Our country’s terrible toll, the highest by far of any nation in the world, is due, in some measure, to our divisiveness and lack of concern and compassion for the disadvantaged. It is therefore a time to embrace all our fellow human beings worldwide, to take down our walls, whether virtual or of steel and concrete, and to accept that we can only overcome the virus if we work together.

Within our borders, we have to work for the safety of all, regardless of color or creed, immigrant, guest worker or citizen, free or in prison, poor or rich, with special care for essential workers who plant, till and harvest our sustenance and the first responders, nurses, doctors and maintenance workers caring for the sick.

This indeed is a time to die and a time to grieve, but it is also a time to live as fully as we can during our time here, whether long or short. At Thanksgiving, we have much more to be thankful for than in ordinary times.

If we have a roof over our heads, we can, besides being grateful, lobby for those facing foreclosure or eviction. If our table has sufficient food, we can speak out for the millions going hungry and find ways to help.

If we know that our loved ones, scattered all over the country, are alive and well, we can empathize with the 545 children taken from their parents by immigration authorities at our southern border in 2018 who are still not reunited with parents who cannot be found.

As Pope Francis said in the documentary “Francesco,” “It’s cruelty, and separating kids from parents goes against natural rights. … It is something a Christian cannot do. It’s cruelty of the highest form.”

The separations were the result of a policy of zero tolerance. Between October 2017 and May 2018, 2,700 children were taken from their parents while seeking refugee status at our southern border.
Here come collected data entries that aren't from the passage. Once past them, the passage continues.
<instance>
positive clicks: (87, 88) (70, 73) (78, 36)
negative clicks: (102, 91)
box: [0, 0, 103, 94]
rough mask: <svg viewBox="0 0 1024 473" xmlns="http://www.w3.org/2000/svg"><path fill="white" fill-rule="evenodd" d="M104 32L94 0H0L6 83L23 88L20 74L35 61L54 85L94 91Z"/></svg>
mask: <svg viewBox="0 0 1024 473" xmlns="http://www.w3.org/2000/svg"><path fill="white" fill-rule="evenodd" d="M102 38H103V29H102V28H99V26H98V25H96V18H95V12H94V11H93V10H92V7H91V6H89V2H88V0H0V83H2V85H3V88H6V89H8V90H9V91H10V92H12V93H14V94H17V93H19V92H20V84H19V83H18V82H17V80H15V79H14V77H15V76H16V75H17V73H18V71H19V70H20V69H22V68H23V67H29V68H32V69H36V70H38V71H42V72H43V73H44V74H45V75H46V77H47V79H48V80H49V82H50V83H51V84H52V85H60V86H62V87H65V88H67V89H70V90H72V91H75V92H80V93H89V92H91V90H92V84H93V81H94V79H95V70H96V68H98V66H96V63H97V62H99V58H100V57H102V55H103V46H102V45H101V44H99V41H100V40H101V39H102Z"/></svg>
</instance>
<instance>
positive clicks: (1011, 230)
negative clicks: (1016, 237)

A U.S. district judge stopped the practice, which is unlawful, and most were eventually returned, but not all.

In a recent article in the Jesuit magazine, America, by J.D. Long-Garcia, a senior editor, Sister Norma Pimentel, of the Missionaries of Jesus, executive director of Catholic Charities of the Rio Grande Valley in Brownsville, Texas, said: “I was in the cells of the detention facility with children all around me crying, with their faces full of tears. And I’m there crying with them.”

So, even as we experience fear during this time, we need to see beyond our own troubles to the needs of others.

Only then will a time to weep turn into a time to laugh, and a time to mourn turn into time to dance. For now, though, social distance!